If you chase two rabbits, both will escape. -Ancient Proverb
This weekend’s ramblings are brought to you by the loss of my characters. You see, while I began a new sub-chapter in my life, my characters that I live with and write about every day, became lost. I was making tea this morning and looked outside, realizing I’d gone all week without thinking about my book. How is this possible? I’m on chapter four of my second in a series and poof!, just like that, I hadn’t thought about them. How did this happen? Only last weekend I was haunted in my sleep, in the shower, and driving my car, with thoughts about how to make their story fabulous.
Quite obviously, my mind has been engaged in my new job. There is a huge learning curve to this new world I’ve been introduced to. By the way, for the record, I don’t enjoy being the new girl. I haven’t been the new girl in twenty years. Soon, I hope it’ll sink in. But, while I’m waiting for the saturation of knowledge to become second hand, I’m losing my writing time and mojo. Time for doing what I enjoy most. But, why should we be limited to only one thing?
They say you only have one life to live, go and seize the day. There is so much I want to do before it’s over, yet it feels like when you turn your head to focus on something, the other thing you were doing becomes lost. Sure, you can sample lots of things, but know that something will surely suffer in the end.

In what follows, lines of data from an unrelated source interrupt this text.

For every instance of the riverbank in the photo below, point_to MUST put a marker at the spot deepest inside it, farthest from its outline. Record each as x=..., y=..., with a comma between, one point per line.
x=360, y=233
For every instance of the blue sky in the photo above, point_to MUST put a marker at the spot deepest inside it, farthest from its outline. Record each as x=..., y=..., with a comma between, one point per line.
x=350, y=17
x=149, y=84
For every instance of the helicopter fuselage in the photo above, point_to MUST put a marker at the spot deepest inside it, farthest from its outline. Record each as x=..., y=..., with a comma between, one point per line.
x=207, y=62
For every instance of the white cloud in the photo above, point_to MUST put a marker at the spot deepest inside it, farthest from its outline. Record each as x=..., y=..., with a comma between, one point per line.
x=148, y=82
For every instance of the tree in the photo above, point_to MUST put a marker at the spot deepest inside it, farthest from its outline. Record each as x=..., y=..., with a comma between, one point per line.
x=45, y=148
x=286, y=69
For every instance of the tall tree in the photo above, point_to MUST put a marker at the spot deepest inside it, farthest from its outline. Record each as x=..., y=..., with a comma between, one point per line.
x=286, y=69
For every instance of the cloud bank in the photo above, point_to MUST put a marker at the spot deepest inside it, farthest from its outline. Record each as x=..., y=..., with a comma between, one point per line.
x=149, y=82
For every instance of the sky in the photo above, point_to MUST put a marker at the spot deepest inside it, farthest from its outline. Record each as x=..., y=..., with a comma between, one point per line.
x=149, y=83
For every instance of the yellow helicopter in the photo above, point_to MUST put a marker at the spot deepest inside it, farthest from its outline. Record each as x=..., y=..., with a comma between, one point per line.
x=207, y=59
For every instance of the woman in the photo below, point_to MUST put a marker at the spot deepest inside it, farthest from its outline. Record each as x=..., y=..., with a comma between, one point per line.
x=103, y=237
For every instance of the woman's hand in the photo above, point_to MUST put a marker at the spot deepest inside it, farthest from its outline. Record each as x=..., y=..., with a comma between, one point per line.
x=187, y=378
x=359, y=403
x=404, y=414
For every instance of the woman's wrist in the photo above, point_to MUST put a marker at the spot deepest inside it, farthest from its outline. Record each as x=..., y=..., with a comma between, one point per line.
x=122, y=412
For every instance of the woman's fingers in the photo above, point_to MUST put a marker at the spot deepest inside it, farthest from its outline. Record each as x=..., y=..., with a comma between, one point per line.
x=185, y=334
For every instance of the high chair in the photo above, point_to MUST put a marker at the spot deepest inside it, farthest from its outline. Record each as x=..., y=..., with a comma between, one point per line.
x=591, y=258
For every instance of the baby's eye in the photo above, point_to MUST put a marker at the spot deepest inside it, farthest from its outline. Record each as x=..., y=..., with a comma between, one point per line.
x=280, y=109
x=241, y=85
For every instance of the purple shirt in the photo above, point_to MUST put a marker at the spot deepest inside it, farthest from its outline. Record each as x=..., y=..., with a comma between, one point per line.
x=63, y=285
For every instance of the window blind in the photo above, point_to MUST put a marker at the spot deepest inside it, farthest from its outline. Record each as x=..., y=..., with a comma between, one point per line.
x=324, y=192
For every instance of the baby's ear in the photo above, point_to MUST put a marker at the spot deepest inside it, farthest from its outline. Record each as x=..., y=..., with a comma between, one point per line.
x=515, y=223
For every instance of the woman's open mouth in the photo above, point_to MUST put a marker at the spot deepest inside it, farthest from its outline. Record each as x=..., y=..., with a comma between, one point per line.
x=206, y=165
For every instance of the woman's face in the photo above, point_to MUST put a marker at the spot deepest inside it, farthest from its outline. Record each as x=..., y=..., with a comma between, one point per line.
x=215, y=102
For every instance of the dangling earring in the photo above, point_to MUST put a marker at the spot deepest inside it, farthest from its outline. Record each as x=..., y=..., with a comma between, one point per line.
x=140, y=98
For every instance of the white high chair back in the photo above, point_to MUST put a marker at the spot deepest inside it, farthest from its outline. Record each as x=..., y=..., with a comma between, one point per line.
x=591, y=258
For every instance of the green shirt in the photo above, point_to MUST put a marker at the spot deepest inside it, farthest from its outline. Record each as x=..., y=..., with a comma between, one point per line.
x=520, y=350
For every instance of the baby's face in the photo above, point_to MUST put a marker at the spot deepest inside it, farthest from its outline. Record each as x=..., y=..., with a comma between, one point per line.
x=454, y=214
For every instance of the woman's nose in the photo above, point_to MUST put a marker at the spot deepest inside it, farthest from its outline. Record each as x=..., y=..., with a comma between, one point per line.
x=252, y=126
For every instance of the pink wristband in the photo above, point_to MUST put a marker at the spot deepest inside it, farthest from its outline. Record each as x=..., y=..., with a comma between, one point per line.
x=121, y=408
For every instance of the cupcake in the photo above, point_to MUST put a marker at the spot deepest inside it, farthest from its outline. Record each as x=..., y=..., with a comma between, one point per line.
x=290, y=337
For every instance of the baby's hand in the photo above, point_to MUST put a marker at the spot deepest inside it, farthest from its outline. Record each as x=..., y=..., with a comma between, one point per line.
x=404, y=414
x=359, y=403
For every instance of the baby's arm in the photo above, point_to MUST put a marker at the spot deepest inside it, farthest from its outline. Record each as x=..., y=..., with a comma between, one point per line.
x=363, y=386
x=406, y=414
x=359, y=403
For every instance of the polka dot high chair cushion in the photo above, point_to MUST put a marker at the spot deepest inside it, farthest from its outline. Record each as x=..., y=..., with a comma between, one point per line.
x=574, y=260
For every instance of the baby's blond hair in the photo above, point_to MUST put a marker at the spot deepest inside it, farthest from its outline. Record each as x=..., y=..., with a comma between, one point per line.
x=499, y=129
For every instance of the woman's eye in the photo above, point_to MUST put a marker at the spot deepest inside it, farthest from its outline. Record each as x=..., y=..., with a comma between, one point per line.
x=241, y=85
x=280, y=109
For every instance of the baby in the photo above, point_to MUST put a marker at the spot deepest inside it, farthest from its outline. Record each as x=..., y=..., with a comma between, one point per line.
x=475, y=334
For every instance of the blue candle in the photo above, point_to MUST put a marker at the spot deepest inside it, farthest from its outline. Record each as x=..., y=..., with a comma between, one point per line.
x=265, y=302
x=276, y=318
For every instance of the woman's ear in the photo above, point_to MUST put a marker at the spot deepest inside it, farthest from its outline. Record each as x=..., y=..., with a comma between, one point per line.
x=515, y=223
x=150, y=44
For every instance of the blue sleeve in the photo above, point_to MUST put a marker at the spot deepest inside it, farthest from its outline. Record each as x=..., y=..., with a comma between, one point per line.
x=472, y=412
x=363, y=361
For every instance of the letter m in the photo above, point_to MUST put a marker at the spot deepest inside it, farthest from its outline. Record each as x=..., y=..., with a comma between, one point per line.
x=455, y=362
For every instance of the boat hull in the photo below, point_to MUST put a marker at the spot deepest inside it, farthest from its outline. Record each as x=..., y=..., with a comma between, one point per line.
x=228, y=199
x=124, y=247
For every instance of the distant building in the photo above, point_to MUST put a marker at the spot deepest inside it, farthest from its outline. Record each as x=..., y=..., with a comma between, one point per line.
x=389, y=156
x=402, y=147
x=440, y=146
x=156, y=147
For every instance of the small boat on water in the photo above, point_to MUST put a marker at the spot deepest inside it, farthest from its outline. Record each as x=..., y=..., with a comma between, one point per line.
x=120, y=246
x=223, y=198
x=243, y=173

I wanted to move and live in different states, do a plethora of things I enjoy, try a ton more, but let’s face it…it’s not realistic. Especially when you have responsibilities such as children, bills, and family. So, you pick a few, close your eyes, and pray you have a little while to sample it. I’m enjoying this new thing. It has proven to me how much I like working with food, but so much is left behind by doing it.
In the end, I’ll always consider myself blessed to be able to do what I can. Life is a gift and if I’m able to do just one thing I enjoy, I’m happy enough. To do two, I’m overjoyed.